7Wat zullen wij dan zeggen? Is de wet zonde? Volstrekt niet! Ja, ik zou de zonde niet hebben leren kennen, tenzij door de wet; immers, ook van de begeerlijkheid zou ik niet geweten hebben, indien de wet niet zeide: gij zult niet begeren. 8Maar uitgaande van het gebod, wekte de zonde in mij allerlei begeerlijkheid op; want zonder wet is de zonde dood. 9Ik heb eertijds geleefd zonder wet; toen echter het gebod kwam, begon de zonde te leven, maar ik begon te sterven, 10en het gebod dat ten leven moest leiden, bleek voor mij juist ten dode te zijn; 11want de zonde heeft uitgaande van het gebod, mij misleid en door middel daarvan gedood. 12Zo is dan de wet heilig, en ook het gebod is heilig en rechtvaardig en goed.
Strijd van wet en zonde
13Is dan het goede mijn dood geworden? Volstrekt niet! Maar de zonde heeft, opdat zij zou blijken zonde te zijn, door het goede mijn dood bewerkt, opdat de zonde bij uitstek zondig zou worden door het gebod. 14Wij weten immers, dat de wet geestelijk is; ik echter ben vlees, verkocht onder de zonde. 15Want wat ik uitwerk, weet ik niet; want ik doe niet wat ik wens, maar waar ik een afkeer van heb, dat doe ik. 16Indien ik nu wat ik niet wens, toch doe, stem ik toe, dat de wet goed is. 17Doch dan bewerk ik het niet meer, maar de zonde, die in mij woont. 18Want ik weet, dat in mij, dat wil zeggen in mijn vlees, geen goed woont.
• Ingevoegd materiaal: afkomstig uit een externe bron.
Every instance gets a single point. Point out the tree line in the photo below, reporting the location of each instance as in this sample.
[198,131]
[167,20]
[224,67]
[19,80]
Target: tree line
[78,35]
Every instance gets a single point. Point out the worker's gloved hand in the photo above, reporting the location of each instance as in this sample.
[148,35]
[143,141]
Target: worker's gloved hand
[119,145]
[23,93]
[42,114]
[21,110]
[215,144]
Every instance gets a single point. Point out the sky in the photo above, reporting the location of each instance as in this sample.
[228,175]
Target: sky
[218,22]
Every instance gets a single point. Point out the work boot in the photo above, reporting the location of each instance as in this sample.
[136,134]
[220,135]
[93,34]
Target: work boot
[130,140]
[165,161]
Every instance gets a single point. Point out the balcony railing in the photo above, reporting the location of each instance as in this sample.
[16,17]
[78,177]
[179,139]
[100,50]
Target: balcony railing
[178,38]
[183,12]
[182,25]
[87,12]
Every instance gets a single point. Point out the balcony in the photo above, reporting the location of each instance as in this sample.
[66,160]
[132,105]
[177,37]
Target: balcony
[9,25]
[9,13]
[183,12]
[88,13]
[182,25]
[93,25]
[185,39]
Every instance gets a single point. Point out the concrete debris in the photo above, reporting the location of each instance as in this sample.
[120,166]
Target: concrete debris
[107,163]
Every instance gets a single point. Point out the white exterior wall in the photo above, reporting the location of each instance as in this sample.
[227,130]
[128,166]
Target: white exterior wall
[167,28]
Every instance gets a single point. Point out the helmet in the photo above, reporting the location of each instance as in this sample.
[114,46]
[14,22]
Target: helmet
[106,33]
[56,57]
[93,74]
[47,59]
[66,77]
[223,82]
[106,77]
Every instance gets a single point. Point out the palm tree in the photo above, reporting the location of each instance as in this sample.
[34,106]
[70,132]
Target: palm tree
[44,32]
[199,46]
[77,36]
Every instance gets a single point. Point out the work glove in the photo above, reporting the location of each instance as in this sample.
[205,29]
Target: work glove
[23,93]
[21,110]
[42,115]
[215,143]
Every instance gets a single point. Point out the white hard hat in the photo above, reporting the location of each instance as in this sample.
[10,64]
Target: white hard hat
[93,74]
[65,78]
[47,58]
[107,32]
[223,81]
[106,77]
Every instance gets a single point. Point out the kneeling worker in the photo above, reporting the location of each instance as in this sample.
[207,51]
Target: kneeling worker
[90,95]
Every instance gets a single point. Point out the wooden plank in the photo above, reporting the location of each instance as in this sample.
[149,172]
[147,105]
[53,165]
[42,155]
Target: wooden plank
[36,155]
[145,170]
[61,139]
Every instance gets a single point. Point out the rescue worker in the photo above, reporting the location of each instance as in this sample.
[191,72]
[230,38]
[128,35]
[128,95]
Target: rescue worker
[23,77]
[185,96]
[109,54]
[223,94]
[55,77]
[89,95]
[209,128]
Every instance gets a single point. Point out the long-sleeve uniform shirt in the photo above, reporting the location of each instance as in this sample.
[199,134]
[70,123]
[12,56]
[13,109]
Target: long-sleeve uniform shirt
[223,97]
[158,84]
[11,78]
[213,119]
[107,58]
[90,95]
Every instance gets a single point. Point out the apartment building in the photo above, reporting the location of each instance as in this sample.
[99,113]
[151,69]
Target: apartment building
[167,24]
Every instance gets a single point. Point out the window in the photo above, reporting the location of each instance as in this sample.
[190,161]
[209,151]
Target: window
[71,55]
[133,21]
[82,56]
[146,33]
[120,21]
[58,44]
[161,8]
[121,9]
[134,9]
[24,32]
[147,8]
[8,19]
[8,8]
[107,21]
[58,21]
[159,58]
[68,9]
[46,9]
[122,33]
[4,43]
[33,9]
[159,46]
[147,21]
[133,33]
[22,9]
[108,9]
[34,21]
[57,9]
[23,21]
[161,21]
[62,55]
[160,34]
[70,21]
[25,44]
Immers, het wensen is wel bij mij aanwezig, maar het goede uitwerken, kan ik niet. 19Want niet wat ik wens, het goede, doe ik, maar wat ik niet wens, het kwade, dát doe ik. 20Indien ik nu datgene doe, wat ik niet wens, dan bewerk ík het niet meer, maar de zonde, die in mij woont. 21Zo vind ik dan deze regel: als ik het goede wens te doen, is het kwade bij mij aanwezig; 22want naar de inwendige mens verlustig ik mij in de wet Gods, 23maar in mijn leden zie ik een andere wet, die strijd voert tegen de wet van mijn verstand en mij tot krijgsgevangene maakt van de wet der zonde, die in mijn leden is. 24Ik, ellendig mens! Wie zal mij verlossen uit het lichaam dezes doods? 25Gode zij dank door Jezus Christus, onze Here!
26Derhalve ben ik zelf met mijn verstand dienstbaar aan de wet Gods, maar met mijn vlees aan de wet der zonde.